In example 22a, the adjective «bna» ‘tall’ is preceded by «mas» and «tobias̈» ‘girl’ is marked with the benefactive «bi-am», while «bobonts» ‘young man’ is not marked. In example 22b, the superlative is shown with «mas» ‘more’ and «ts̈abá» ‘good’.
(22a) | ch | bobonts | ya | mas | bna | ch | tobias̈biam |
ch | bobonts | ya | mas | bna | ch | tobias̈-bi-am | |
DET | boy | already | more | tall | DET | girl-ANIM-BEN | |
‘The boy is (already) taller than the girl.’ |
(22b) | mwents̈ | indëmën | mas | ts̈abá | sanatem |
mwents̈ | i-nd-ëmën | mas | ts̈abá | sanatem | |
here | 3SG-HAB-be | more | good | food-DIM | |
bishantem | matsanatem | tsunbek | y | bishak | |
bishan-tem | mats-an-atem | tsunbe-k | i | bisha-k | |
soup-DIM | corn-ADJ-DIM | bean-INST | and | collard-INST | |
‘Here (in Sibundoy) the best food is corn soup with beans and collard greens.’ |
8.6. WH questions
There is wh-movement for questions: question words always come at the beginning of the clause. In example 23a, the word order is SOV, with the object «wameshnen» ‘mote’ coming before the verb. In example 23b, the question word «ndayá» ‘what’ is at the very beginning of the sentence. Similarly, in example 23c, the place the girl went, the market, follows the subject and in example 23d, the allative question word «ndmoy» ‘to where’ is at the beginning of the sentence. As discussed above, declarative sentences can have any word order. Questions, however, must have the question word first in the sentence.

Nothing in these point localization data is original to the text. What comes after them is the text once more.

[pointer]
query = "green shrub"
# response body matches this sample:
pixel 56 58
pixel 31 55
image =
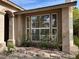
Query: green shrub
pixel 76 41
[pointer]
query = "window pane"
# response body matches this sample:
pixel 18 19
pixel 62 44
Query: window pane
pixel 44 31
pixel 44 21
pixel 35 34
pixel 35 21
pixel 54 20
pixel 45 34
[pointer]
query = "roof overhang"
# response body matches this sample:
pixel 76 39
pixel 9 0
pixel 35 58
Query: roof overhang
pixel 48 7
pixel 12 5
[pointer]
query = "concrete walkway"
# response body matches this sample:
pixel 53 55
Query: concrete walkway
pixel 35 53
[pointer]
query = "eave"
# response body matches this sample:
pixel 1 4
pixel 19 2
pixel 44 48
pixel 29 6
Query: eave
pixel 48 7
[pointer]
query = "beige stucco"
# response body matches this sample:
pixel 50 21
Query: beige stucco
pixel 67 30
pixel 5 7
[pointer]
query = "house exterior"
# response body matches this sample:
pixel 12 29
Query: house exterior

(23a) | ats̈be | batá | wameshnen | tonjwabwa |
ats̈-be | batá | wameshnen | to-n-j-wabwa | |
1SG-GEN | aunt | mote | 3SG.PST-EVI-VBLZ-cook | |
‘My aunt cooked mote (hominy soup).’ |
(23c) | ch | tobias̈ | merkadoy | tonja |
ch | tobias̈ | merkad-oy | to-n-j-a | |
DET | girl | market-ALL | 3SG.PST-EVI-VBLZ go | |
‘The girl went to the market.’ |
9. Discussion and conclusion
From a typological perspective, Kamsá is indeed interesting. Verbs are marked with prefixes to show tense, mood, evidentiality, and subjects and objects. Although there is no case marking for core arguments, nouns can have many suffixes that signal thematic relations, suffixes that behave in ways between the typical behaviors of case and of postpositions. The nominal classification system is likewise somewhere between that of class and classifier, with features of both.
Kamsá is quite different from its neighbors, being the only language in southwest Colombia with verbal prefixes (Fabre, 2001). It has some features that are similar to Amazonian languages (such as a nominal classification system and prefixes on verbs), and some features that are common in Andean languages (such as complex verbal morphology, nominative-accusative alignment, nominalizing markers to form complement clauses, dependent marking for possession, and verbal marking for both subjects and objects). Kamsá therefore exhibits features of both these proposed linguistic areas, perhaps unsurprisingly given its geographic location.
Finally, the influence from Spanish is apparent in the lexicon, phonology, morphology, and syntax. Several subordinate clause constructions are formed with words borrowed from Spanish and comparatives and superlatives are formed with Spanish «más» ‘more’.